The jiggling rays from the carriage lamps set the roadside leaves to twitching like bat wings. Young Andrew hunched his shoulders and clutched his lapels tighter about his throat.
“Finally, in desperation, I seized upon the last option related to me by Renfrew while he was crunching a particularly large beetle.”
“What was that, Mr. Nickolas?” asked the apprentice, glancing over his shoulder into the darkness behind.
“A stake through the heart. The absolute solution to the depredations of this abdominal creature. In triumph, I carted him and his bier back to his place of interment and covered him up... unfortunately, that, too, failed.”
“Gee whiz, Mr. Nickolas, I would think a stake through the heart would kill anybody.”
“True, under normal conditions, but here we were dealing with immortality and... termites.”
“Termites?”
“Yes, the little beasties went to work the moment he was in the ground. They ate the stake in its entirety, thus unwittingly freeing the count to go batting about on his nefarious rounds.”
“How did you finally bury him?”
“I didn’t. Ahhh... here we are, Andrew. You may unhitch the horses while I warm up the lasagna from Mrs. Paparazzo.”
“Well. That was a good meal, if I do say so. Andrew, your sense of security is commendable, but after locking all doors and windows, looking through the cupboards and under the beds, do you have to draw the curtains, too?”
“But you said that Count Dracula is still...”
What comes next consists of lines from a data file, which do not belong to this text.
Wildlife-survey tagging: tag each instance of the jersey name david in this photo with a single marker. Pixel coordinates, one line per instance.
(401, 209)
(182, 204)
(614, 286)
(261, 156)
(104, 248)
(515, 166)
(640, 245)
“Oh, not to worry. You see I finally arrived at a solution that satisfied everyone. The Paparazzos felt rather guilty when they found their culinary efforts had caused so much trouble. At my request, they were only too happy to contribute several gallons of their very best red wine to implement the plan... the idea was to get Mr. Dracula to imbibe. The entire town agreed that Mute Willie would be the ideal bait.”
“Mute Willie?”
“Yes. Because of his chronic laryngitis, Willie always wore a hot water bottle about his neck. Everyone else put on a garlic necklace, and I filled Willie’s hot water bottle with Mrs. Paparazzo’s homemade wine.
“The plan worked admirably. Mute Willie remained unhurt, his ‘wounds,’ if you will, were readily healed by applying a dab of India gum rubber, and Mr. Dracula got so drunk he passed out cold; The townspeople carried him back here, and I quickly performed the extractions.”
“All of ’em?” Andrew’s eyes widened.
“Every last one,” Mr. Nickolas said. “Andrew, I left my Hungarian cloak in the hearse. In the pocket you will find a medicinal flask. Would you fetch it, please?”
Andrew did as bidden. Somehow the dark did not seem so dark now. He smiled, then laughed out loud as he thought of the frustration of Count Dracula gumming it through all eternity.
“Uh, whatever happened to poor Mr. Renfrew?” he asked on his return.
“Oh, he became a very successful businessman in San Francisco. Specialized in insect and rodent extermination, the last I heard.”